The Jerusalem Post

Israel-Egypt gas deal boosts shares

- • By ROSSELLA TERCATIN

Gas giant Delek Group Ltd.’s announceme­nt that it had updated an agreement for the export of liquefied natural gas from the Leviathan and Tamar offshore reservoirs to Egypt sent share prices soaring on Wednesday.

In February 2018, Delek Drilling and Texas-based Noble Energy – partners in the Leviathan and Tamar LNG projects – signed a $15b. decade-long deal to supply 64 billion cu.m. of natural gas to Egypt’s Dolphinus Holdings Ltd.

The new agreement provides for a 35% increase in the total gas supply that will now reach 85 billion cu. m.

“The agreement is a further proof of the important economic cooperatio­n between the two countries and the tremendous positive impact that these relations have on the Egyptian economy and the Israeli economy,” Yossi Abu, CEO of Delek Drilling, said in a statement on Wednesday.

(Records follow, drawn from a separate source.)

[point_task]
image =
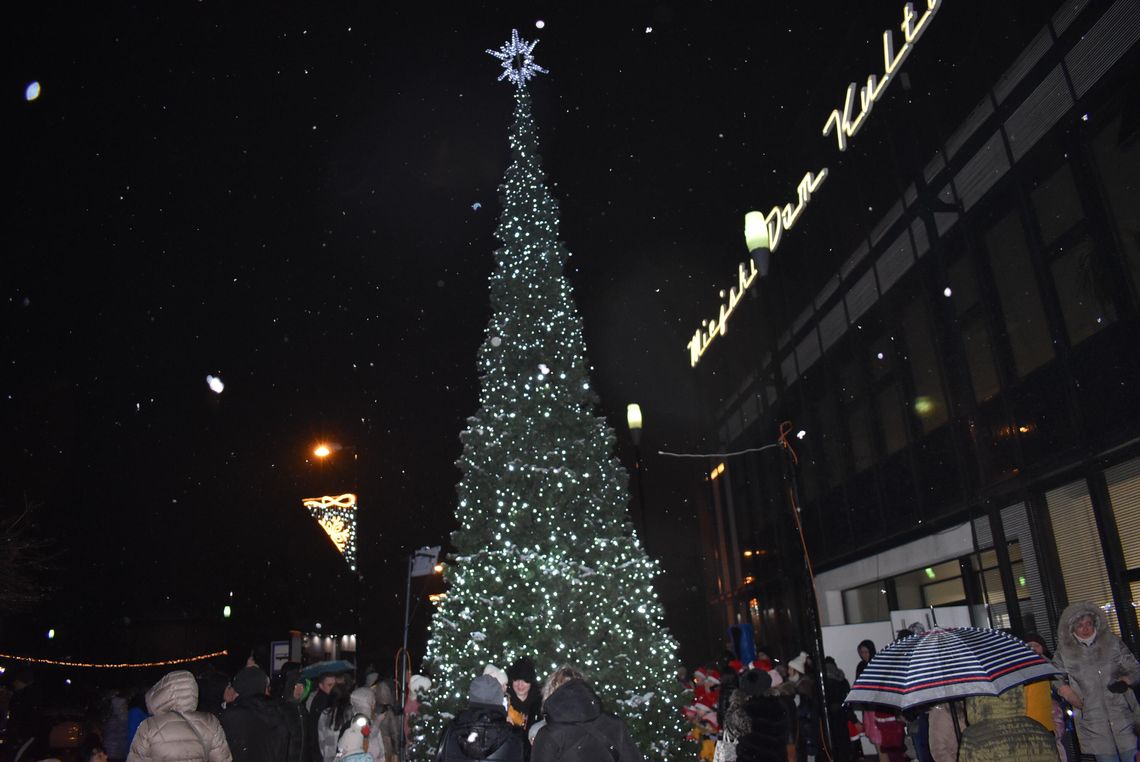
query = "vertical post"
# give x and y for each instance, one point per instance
(641, 494)
(401, 664)
(788, 472)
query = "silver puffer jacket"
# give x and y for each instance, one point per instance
(1105, 723)
(177, 732)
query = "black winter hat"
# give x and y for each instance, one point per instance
(250, 681)
(755, 682)
(522, 670)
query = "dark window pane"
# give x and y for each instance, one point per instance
(979, 357)
(963, 284)
(1017, 288)
(894, 423)
(1057, 204)
(929, 403)
(1117, 152)
(862, 446)
(1084, 313)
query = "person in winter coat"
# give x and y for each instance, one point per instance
(1098, 672)
(1000, 731)
(577, 730)
(752, 686)
(333, 721)
(176, 731)
(524, 694)
(356, 740)
(481, 730)
(364, 704)
(257, 727)
(389, 726)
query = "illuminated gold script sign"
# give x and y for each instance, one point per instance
(336, 516)
(766, 230)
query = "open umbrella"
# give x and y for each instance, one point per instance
(945, 664)
(336, 666)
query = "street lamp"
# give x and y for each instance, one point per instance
(634, 419)
(421, 564)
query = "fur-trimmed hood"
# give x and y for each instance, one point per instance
(1068, 643)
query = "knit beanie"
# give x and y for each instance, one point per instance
(250, 681)
(522, 670)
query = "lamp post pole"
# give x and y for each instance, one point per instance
(634, 419)
(788, 462)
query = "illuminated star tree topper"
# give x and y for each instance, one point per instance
(518, 61)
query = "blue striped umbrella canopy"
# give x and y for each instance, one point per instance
(947, 663)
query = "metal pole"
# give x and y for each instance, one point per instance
(641, 496)
(813, 610)
(401, 663)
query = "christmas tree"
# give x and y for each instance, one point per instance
(546, 565)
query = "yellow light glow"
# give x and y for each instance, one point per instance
(122, 665)
(633, 415)
(765, 230)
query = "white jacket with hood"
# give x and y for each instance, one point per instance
(176, 731)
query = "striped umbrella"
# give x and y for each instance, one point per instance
(945, 664)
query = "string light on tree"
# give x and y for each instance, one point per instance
(547, 564)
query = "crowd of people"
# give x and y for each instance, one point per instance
(764, 710)
(209, 716)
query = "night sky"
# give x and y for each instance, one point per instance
(302, 201)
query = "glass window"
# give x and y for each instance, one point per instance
(1079, 548)
(894, 422)
(1073, 275)
(929, 403)
(1117, 154)
(1020, 300)
(858, 423)
(979, 357)
(865, 604)
(1057, 204)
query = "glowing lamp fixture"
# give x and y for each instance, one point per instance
(756, 236)
(336, 516)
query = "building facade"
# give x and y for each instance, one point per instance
(965, 371)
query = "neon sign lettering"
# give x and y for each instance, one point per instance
(765, 232)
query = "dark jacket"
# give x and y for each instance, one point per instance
(480, 732)
(577, 730)
(258, 729)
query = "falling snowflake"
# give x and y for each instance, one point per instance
(518, 61)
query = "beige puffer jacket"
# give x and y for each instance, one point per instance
(177, 732)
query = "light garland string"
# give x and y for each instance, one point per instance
(122, 665)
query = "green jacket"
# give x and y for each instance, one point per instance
(1000, 731)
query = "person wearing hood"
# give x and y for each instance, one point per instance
(176, 730)
(1098, 673)
(576, 729)
(1000, 731)
(481, 730)
(257, 727)
(356, 740)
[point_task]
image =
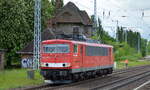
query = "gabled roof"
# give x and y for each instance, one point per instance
(70, 13)
(46, 35)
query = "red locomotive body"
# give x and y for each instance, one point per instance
(72, 60)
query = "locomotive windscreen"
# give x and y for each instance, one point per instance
(56, 48)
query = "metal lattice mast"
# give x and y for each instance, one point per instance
(95, 15)
(37, 34)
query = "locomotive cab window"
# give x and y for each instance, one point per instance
(75, 50)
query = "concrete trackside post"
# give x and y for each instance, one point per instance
(30, 74)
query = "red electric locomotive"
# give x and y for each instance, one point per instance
(67, 60)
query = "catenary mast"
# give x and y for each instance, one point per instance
(37, 34)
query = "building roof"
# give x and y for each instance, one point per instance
(70, 13)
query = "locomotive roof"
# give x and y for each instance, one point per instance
(77, 42)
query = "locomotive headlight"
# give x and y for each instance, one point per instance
(68, 65)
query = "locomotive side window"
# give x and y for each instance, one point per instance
(96, 51)
(56, 48)
(75, 48)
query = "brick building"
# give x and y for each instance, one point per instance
(2, 55)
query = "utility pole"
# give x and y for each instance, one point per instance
(37, 34)
(117, 22)
(139, 43)
(95, 15)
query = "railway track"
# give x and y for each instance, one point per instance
(103, 79)
(115, 85)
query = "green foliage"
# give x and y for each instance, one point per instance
(18, 78)
(17, 24)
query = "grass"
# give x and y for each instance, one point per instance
(17, 78)
(121, 65)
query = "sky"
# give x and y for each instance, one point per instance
(128, 13)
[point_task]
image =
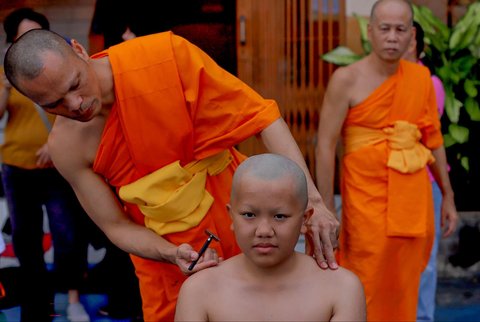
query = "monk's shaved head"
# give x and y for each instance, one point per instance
(270, 167)
(23, 59)
(380, 3)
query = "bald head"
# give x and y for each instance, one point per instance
(23, 59)
(381, 3)
(271, 167)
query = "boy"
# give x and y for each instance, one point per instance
(269, 281)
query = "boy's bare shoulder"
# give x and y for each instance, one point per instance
(340, 277)
(212, 275)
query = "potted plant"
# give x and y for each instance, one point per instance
(452, 53)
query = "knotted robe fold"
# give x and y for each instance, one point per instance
(387, 213)
(173, 103)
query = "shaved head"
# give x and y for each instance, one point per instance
(380, 3)
(270, 167)
(24, 58)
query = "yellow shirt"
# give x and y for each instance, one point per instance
(25, 133)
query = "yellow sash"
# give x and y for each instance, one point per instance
(174, 198)
(407, 154)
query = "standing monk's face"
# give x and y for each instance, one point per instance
(67, 86)
(390, 30)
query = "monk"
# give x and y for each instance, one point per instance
(269, 280)
(145, 134)
(384, 110)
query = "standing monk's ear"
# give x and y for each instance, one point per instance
(79, 49)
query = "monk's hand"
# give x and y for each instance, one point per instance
(449, 217)
(322, 233)
(186, 255)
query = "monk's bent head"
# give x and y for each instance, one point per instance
(24, 58)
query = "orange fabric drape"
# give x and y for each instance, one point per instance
(387, 216)
(174, 103)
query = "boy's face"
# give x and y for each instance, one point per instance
(267, 217)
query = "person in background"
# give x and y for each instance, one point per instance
(384, 110)
(269, 280)
(156, 118)
(31, 182)
(428, 279)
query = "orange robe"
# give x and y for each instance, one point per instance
(387, 216)
(174, 103)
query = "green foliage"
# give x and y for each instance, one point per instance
(453, 54)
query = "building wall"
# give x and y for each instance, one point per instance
(67, 17)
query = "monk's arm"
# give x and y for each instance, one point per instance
(322, 225)
(5, 88)
(439, 170)
(333, 113)
(350, 303)
(102, 205)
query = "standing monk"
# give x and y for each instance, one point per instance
(156, 119)
(385, 111)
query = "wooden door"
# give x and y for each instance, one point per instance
(279, 43)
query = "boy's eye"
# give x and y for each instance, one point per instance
(248, 215)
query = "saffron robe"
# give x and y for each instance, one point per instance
(387, 216)
(174, 103)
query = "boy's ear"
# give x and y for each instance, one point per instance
(79, 49)
(306, 216)
(229, 208)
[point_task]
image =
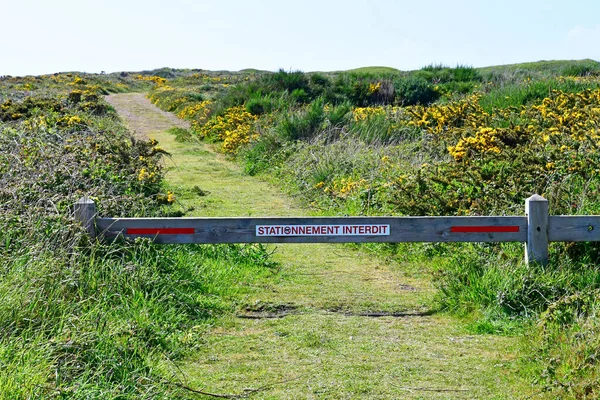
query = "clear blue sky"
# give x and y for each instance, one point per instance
(41, 37)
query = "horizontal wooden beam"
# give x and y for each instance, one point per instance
(318, 229)
(576, 228)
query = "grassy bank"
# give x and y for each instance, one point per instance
(438, 141)
(79, 319)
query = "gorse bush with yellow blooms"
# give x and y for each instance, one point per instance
(82, 318)
(234, 129)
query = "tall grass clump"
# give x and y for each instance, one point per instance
(78, 318)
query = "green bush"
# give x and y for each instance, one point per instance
(414, 90)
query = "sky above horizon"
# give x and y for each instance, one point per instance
(40, 37)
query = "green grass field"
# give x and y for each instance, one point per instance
(83, 319)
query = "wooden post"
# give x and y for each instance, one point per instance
(536, 248)
(85, 212)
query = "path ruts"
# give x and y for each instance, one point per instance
(339, 323)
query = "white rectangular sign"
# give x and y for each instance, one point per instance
(323, 230)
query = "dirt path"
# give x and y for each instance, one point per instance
(322, 345)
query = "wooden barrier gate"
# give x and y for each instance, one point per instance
(536, 229)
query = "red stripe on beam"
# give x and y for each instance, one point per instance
(484, 229)
(160, 231)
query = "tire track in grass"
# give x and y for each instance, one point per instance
(325, 343)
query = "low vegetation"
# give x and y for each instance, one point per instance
(437, 141)
(79, 319)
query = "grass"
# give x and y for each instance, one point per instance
(322, 347)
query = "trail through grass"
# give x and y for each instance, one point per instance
(305, 332)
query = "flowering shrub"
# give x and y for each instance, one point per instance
(234, 128)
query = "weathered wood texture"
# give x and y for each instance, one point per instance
(243, 230)
(85, 213)
(567, 228)
(536, 247)
(535, 229)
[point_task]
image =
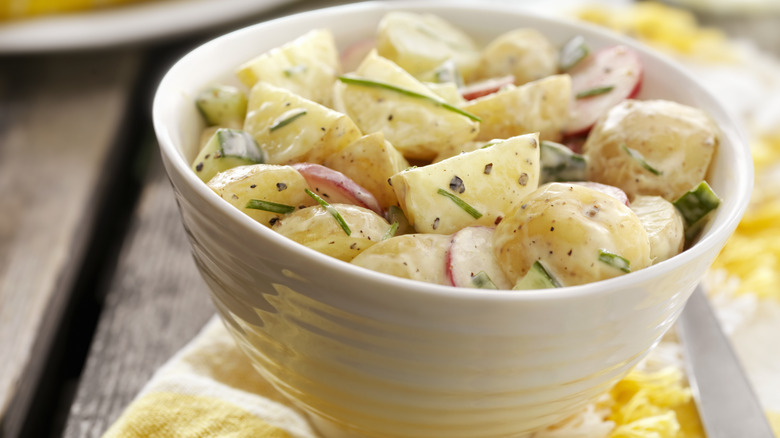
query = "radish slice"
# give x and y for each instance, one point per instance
(613, 191)
(610, 76)
(337, 188)
(470, 253)
(353, 55)
(488, 86)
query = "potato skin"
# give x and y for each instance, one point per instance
(266, 182)
(664, 226)
(565, 226)
(370, 161)
(316, 228)
(540, 106)
(421, 257)
(676, 140)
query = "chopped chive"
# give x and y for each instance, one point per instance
(537, 277)
(559, 163)
(461, 203)
(638, 157)
(574, 51)
(594, 92)
(287, 121)
(239, 144)
(696, 203)
(351, 80)
(482, 281)
(614, 260)
(332, 210)
(390, 231)
(273, 207)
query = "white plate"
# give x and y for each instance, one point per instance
(124, 24)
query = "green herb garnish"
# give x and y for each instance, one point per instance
(696, 203)
(559, 163)
(461, 203)
(239, 144)
(284, 122)
(351, 80)
(332, 210)
(390, 231)
(614, 260)
(273, 207)
(642, 162)
(537, 277)
(482, 281)
(574, 51)
(594, 92)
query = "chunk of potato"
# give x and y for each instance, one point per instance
(291, 129)
(571, 230)
(417, 127)
(421, 42)
(307, 66)
(225, 149)
(492, 180)
(524, 53)
(316, 228)
(539, 106)
(370, 161)
(265, 182)
(421, 257)
(664, 226)
(651, 147)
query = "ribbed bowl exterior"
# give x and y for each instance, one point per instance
(368, 355)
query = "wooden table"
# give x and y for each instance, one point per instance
(97, 285)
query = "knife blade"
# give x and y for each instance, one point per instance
(727, 404)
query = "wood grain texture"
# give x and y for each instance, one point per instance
(59, 116)
(156, 303)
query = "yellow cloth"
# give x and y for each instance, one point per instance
(209, 389)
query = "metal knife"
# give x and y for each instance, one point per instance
(727, 404)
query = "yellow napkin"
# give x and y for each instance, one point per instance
(209, 389)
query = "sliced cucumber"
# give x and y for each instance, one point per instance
(352, 80)
(694, 206)
(697, 203)
(222, 105)
(537, 278)
(560, 164)
(226, 149)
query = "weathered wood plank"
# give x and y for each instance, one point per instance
(157, 302)
(59, 116)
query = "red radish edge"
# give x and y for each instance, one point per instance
(336, 187)
(486, 87)
(616, 66)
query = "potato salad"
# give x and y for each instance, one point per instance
(419, 153)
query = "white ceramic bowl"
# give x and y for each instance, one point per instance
(366, 354)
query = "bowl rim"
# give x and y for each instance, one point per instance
(716, 235)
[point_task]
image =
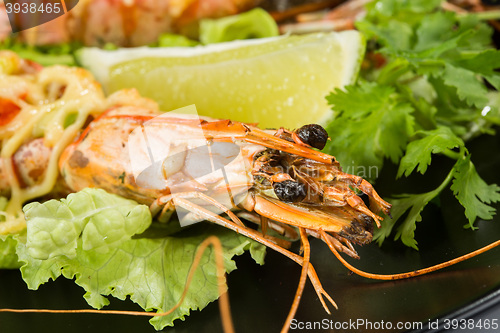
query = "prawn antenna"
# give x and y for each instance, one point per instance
(406, 275)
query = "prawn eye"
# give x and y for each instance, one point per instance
(290, 191)
(314, 135)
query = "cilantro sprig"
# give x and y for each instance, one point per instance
(439, 87)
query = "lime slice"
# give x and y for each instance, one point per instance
(278, 81)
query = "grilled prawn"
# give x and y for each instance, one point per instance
(274, 177)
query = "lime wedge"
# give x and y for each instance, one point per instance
(278, 81)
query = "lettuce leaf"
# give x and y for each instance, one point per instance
(8, 256)
(150, 268)
(255, 23)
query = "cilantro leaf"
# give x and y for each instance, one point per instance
(419, 152)
(88, 237)
(411, 203)
(473, 193)
(469, 88)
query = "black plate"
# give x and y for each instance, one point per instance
(261, 295)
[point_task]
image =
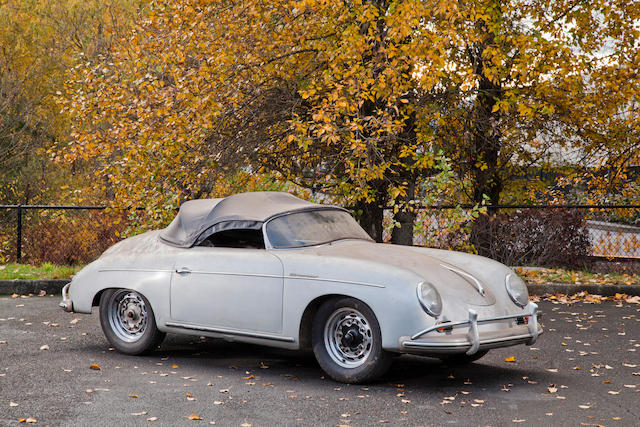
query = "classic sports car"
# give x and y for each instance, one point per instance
(269, 268)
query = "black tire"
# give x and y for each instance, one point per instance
(128, 321)
(463, 359)
(347, 342)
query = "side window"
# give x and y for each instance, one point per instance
(235, 239)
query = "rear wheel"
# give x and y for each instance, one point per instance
(347, 341)
(128, 321)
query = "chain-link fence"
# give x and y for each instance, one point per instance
(515, 235)
(545, 235)
(60, 234)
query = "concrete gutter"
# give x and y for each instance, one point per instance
(574, 288)
(25, 287)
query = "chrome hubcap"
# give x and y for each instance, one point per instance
(348, 338)
(127, 315)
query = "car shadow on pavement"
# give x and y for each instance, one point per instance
(217, 356)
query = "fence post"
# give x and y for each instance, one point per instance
(19, 236)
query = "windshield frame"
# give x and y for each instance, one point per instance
(269, 246)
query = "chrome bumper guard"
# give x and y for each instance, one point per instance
(474, 336)
(66, 303)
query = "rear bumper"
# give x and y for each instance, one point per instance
(66, 304)
(430, 341)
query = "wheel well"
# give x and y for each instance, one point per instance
(307, 318)
(96, 297)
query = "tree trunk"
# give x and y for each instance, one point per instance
(403, 235)
(370, 215)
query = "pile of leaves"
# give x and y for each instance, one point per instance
(586, 297)
(559, 275)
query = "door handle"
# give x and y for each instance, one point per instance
(183, 270)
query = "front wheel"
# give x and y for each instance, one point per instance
(347, 341)
(128, 322)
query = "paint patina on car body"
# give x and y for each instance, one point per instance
(271, 269)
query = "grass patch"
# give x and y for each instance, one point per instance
(45, 271)
(559, 275)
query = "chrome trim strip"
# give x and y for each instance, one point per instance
(141, 270)
(533, 315)
(66, 303)
(303, 276)
(348, 282)
(229, 273)
(418, 344)
(533, 323)
(230, 332)
(474, 337)
(478, 286)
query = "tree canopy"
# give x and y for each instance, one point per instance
(366, 101)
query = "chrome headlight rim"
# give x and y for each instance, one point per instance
(433, 310)
(511, 291)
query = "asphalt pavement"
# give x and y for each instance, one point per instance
(57, 369)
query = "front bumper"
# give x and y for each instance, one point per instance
(66, 303)
(473, 341)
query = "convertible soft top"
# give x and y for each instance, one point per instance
(198, 219)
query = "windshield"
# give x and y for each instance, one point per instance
(313, 228)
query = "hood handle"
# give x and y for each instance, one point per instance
(464, 274)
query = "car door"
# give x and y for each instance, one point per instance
(228, 289)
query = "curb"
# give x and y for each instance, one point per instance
(26, 287)
(574, 288)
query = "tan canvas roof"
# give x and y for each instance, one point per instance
(244, 210)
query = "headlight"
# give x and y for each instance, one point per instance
(517, 290)
(429, 299)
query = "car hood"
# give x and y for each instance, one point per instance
(449, 279)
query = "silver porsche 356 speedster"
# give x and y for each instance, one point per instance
(269, 268)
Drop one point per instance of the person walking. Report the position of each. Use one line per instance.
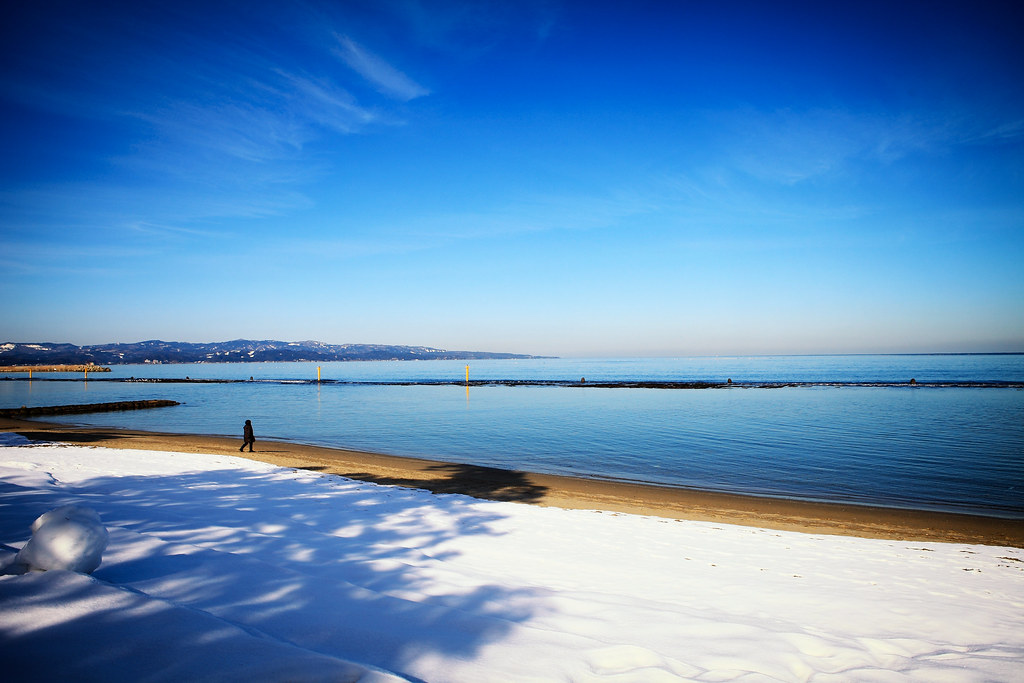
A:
(247, 436)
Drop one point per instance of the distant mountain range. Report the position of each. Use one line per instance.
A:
(240, 350)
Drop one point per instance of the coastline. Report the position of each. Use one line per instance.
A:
(561, 492)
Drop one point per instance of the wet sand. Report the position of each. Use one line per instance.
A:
(562, 492)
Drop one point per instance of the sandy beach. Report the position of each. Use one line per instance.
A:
(561, 492)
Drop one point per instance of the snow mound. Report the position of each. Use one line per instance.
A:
(10, 438)
(68, 538)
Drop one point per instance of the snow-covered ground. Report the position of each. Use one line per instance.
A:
(222, 568)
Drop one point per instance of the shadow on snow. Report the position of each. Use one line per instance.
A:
(338, 567)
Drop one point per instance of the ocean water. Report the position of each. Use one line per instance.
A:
(845, 428)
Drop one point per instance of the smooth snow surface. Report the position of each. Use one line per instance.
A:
(222, 568)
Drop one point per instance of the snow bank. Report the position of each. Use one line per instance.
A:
(69, 538)
(218, 567)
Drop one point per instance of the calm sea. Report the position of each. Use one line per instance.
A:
(847, 428)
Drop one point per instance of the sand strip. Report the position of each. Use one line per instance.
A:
(563, 492)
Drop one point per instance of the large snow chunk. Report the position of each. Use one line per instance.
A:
(67, 538)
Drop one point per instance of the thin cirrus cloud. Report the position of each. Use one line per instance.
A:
(379, 73)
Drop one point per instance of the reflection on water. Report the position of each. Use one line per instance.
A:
(923, 446)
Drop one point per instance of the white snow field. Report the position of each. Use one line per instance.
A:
(220, 568)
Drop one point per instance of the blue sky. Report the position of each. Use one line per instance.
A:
(566, 178)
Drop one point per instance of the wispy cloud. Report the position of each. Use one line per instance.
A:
(379, 73)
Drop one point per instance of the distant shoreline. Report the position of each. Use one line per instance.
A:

The deal with Egypt followed a September 2016 agreement worth $10b. between Jordan’s National Electric Power Company Ltd. and the Leviathan project partners to supply a gross quantity of 45 billion cu.m. of natural gas to Israel’s eastern neighbor over 15 years.

The Tamar production platform, anchored 25 km. off Israel’s Mediterran­ean coast, has been supplying natural gas to Israel since 2013. The Leviathan platform is located 10 km. from Israel’s shores. SFollowing the announceme­nt, shares in Delek gained 7.1% and those in partner Ratio Oil Exploratio­n LP climbed 8.2% by 1:58 p.m on Wednesday in Tel Aviv, Bloomberg reported.

Gas exports are set to commence on January 1, 2020.